If we take the biggest, toughest and most intractable problem of any community we see immediately that the reason it is so is clearly that the community does not have the ability to deal with it.   Water quality is an issue only in places where the community action system has been unable to deal with it.   That might be because the community action system is not big enough to address it from a systemic basis, or that the leadership capacity is not strong enough or the collective container is not robust enough, or any combination.   Ultimately the biggest problem for any community is: what do we need to do to get our collective power and action working on our toughest problems so that they are no longer our toughest problems?

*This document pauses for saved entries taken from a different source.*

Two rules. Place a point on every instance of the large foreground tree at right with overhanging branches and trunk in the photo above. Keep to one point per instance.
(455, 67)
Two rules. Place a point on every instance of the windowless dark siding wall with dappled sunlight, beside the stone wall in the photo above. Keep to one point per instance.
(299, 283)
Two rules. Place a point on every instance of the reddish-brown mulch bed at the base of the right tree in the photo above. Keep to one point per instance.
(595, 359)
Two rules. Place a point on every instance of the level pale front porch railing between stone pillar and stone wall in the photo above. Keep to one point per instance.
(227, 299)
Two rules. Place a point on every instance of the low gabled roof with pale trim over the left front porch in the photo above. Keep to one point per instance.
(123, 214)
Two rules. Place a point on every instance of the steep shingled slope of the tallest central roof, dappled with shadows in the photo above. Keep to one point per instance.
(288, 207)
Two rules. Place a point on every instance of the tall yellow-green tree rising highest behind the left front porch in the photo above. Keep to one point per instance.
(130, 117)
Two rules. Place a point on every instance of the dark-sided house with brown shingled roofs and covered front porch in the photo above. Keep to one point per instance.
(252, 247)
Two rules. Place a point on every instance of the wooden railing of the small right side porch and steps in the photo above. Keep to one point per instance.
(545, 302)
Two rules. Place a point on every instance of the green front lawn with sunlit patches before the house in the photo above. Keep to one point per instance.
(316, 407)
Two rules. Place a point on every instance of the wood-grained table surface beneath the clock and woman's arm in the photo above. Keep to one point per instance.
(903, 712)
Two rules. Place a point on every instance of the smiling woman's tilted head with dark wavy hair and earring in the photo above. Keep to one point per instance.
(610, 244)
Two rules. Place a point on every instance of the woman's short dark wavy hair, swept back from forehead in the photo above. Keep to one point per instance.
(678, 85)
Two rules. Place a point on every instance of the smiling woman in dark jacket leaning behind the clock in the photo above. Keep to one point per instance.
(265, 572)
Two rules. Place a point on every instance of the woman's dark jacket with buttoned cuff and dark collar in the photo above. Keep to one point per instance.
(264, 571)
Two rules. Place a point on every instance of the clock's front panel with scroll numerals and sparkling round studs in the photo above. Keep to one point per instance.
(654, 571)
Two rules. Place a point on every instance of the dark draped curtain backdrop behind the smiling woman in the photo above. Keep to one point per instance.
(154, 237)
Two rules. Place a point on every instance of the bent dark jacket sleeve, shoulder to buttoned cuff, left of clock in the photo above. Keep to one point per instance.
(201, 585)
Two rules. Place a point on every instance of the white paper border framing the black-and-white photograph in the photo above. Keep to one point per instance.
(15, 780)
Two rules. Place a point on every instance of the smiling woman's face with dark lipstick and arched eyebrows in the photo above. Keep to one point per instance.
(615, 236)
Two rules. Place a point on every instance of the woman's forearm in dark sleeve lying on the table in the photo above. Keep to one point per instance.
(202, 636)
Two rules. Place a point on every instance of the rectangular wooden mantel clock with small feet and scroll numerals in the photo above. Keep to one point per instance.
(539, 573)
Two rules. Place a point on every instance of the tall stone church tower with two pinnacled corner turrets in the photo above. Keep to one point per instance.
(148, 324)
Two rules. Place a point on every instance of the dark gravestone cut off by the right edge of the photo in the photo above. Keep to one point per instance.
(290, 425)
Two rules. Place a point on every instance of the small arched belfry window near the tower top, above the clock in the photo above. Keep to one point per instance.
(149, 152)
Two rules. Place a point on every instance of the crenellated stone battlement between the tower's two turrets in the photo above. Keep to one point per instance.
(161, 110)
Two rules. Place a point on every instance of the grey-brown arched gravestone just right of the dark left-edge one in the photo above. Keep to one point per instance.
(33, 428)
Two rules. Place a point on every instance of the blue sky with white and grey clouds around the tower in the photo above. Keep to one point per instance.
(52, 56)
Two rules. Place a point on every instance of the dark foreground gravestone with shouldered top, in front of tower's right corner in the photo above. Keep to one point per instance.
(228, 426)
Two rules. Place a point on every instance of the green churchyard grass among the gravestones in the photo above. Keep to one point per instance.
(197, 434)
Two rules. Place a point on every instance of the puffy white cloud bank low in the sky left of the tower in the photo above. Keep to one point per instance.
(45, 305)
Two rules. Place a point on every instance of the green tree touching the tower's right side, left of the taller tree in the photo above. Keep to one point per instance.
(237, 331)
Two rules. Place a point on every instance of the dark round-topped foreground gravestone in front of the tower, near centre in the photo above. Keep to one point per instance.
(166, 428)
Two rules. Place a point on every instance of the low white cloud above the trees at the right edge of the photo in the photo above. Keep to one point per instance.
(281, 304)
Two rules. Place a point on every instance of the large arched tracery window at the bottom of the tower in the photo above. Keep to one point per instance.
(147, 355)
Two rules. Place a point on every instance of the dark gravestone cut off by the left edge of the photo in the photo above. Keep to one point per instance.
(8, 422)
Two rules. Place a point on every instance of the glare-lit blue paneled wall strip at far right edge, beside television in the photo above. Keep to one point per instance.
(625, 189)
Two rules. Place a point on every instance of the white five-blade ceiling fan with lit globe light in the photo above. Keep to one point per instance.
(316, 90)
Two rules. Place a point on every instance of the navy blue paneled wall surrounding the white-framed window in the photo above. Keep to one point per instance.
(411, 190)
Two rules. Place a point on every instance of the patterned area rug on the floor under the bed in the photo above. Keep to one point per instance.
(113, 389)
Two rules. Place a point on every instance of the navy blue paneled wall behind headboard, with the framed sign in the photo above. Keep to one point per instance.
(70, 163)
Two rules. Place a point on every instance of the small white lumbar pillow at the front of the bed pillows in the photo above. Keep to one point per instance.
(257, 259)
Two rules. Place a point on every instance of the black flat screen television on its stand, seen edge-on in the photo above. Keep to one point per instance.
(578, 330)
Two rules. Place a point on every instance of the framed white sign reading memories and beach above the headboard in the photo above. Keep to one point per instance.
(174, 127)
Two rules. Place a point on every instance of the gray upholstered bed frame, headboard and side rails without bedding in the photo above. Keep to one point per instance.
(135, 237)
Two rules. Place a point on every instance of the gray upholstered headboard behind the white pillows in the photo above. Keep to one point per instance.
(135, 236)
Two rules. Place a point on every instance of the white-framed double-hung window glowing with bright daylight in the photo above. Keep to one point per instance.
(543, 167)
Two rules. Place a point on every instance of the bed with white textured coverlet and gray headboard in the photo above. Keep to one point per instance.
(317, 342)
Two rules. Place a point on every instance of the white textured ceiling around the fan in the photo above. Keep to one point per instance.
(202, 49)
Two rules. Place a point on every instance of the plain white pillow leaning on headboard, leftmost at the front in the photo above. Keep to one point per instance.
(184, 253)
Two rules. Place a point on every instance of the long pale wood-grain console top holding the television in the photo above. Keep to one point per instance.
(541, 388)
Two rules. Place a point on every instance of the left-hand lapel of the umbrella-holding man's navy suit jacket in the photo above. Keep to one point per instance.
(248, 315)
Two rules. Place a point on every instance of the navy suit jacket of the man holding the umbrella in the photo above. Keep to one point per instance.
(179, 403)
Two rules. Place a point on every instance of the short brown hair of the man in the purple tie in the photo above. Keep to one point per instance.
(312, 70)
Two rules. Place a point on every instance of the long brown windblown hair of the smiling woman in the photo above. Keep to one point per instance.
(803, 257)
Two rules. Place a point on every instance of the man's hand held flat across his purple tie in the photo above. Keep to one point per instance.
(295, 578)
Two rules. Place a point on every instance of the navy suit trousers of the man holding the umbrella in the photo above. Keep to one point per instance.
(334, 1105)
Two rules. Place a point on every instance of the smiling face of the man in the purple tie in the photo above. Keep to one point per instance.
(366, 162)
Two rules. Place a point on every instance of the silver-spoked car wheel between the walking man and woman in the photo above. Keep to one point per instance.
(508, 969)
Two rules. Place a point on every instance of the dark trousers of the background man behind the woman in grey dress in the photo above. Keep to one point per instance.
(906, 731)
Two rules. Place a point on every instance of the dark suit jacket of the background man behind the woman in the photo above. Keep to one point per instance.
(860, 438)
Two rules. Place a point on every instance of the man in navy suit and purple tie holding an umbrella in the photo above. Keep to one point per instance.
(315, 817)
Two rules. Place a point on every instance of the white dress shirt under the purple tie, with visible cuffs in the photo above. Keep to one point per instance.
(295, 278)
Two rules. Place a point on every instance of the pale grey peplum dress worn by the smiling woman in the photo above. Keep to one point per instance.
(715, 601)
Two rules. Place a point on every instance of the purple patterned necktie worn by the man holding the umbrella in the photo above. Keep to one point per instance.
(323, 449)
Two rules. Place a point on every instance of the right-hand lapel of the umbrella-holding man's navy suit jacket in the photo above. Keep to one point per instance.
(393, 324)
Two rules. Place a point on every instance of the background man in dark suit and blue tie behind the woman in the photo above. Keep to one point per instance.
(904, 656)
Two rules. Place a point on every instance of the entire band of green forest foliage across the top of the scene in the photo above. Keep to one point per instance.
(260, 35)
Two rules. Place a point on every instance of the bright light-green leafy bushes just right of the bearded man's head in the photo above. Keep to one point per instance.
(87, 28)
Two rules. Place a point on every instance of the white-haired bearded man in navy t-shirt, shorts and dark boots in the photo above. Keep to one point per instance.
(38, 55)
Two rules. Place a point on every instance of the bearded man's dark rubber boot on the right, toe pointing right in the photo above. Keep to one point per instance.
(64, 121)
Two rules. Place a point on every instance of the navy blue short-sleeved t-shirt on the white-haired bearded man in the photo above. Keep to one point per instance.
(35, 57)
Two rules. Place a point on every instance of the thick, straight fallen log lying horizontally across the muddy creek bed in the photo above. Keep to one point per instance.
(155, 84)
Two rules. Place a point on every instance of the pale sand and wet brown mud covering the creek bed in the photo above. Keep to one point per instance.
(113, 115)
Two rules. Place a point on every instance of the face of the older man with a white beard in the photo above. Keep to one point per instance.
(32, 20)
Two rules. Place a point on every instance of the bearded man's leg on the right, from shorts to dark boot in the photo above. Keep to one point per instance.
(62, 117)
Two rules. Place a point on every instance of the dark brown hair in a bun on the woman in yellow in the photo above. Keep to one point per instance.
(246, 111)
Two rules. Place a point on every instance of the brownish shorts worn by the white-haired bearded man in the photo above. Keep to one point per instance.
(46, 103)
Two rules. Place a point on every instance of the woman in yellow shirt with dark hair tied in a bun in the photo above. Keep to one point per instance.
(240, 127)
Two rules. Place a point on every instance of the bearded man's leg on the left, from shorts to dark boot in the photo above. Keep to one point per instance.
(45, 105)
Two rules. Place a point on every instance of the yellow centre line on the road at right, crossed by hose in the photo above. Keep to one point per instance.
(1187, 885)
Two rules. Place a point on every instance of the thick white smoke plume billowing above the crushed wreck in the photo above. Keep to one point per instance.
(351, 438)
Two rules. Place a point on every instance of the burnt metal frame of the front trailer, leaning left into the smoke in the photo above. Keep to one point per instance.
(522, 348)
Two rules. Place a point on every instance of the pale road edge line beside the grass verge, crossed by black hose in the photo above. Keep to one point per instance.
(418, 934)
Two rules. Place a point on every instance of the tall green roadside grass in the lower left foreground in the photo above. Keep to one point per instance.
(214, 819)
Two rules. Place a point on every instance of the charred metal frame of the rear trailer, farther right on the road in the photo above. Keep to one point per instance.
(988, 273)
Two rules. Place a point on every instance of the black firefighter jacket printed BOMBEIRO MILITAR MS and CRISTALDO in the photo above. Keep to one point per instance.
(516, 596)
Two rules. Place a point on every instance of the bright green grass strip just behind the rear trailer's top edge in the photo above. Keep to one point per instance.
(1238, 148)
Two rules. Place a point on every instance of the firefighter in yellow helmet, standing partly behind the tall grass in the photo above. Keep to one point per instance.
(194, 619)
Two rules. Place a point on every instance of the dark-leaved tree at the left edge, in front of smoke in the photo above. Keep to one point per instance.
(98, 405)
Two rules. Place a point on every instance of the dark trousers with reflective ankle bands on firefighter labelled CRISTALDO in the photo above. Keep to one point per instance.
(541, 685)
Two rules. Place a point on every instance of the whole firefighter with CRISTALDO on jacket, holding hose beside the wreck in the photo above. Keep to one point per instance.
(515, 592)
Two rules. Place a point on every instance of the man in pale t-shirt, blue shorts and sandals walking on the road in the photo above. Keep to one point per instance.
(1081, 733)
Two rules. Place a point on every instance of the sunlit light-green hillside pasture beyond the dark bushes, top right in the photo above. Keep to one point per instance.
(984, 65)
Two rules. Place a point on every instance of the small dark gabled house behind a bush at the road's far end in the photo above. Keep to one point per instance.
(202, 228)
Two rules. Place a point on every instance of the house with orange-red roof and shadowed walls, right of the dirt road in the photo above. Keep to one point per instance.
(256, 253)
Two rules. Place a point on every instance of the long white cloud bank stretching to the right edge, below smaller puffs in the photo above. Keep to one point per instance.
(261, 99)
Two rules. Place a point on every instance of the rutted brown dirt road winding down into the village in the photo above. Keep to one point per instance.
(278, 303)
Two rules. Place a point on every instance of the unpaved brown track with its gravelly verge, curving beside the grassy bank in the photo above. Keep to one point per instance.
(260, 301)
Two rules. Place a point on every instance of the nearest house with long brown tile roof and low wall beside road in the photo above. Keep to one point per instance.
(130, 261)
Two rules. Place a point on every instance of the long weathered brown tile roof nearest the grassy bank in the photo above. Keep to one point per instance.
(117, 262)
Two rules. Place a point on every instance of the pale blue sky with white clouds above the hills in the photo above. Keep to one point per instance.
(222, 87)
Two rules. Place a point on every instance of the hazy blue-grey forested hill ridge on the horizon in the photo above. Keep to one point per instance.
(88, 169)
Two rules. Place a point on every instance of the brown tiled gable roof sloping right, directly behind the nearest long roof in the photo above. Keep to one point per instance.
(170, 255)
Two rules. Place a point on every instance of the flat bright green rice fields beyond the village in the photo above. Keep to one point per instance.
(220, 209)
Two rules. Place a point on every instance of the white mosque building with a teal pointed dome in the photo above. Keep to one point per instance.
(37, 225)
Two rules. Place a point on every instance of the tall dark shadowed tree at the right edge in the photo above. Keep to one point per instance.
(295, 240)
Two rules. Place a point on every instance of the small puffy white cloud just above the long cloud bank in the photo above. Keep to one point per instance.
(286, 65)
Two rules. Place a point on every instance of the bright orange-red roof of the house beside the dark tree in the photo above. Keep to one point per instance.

I wrote a short note on the plane coming home from Denver, and it relates to how absolutely critical harvest is, in terms of focusing our eyes on the ways in which any conversation or meeting might affect a community’s action system.   This is an attempt to caputre a simple form of the pitfalls of a false action/talk dichotomy and the necessity for learning, reflection and inquiry in a system.

“If we are wanting stuff to get done by any system, the first question is an appreciative inquiry into how things usually get done in the system so that we know what we are harvesting intoand we understand what forms of harvest will best serve the actions we want to take as a result of any conversation.

But what do we do when the system itself is not up to the task of taking action on a large problem?   In that case, the inquiry has to find a way to get the system to act on itself to create the conditions and change necessary for it to become powerful enough to move into action on the intractable problem.   This is difficult because it requires “bootstrapping” the system to see itself and then teach itself to be bigger and more powerful.”

I don’t know how to do this. But I feel deeply that THIS is the challenge.   We can solve global warming IF we figure out how the world community action system can develop the capacity to address the problem.   If we don’t develop that capacity, we won’t solve the problem.   We can break it into more manageable bits and pieces that fit what we can already do, but global warming is an emergent phenomenon and it needs an emergent response.   So what is the biggest problem?   Not global warming…it is us…the biggest problem is the inability of our existing systems to address it.     And to me, daunting as it is, that seems like work we can actually do togather.

So that is where I am currently, as a facilitator of deep conversation, interested in how we can connect inquiry, talk, harvest and action to find and use the power we need to make to big changes our world needs.

Your thoughts?   What seems especially interesting about this take on wicked problems?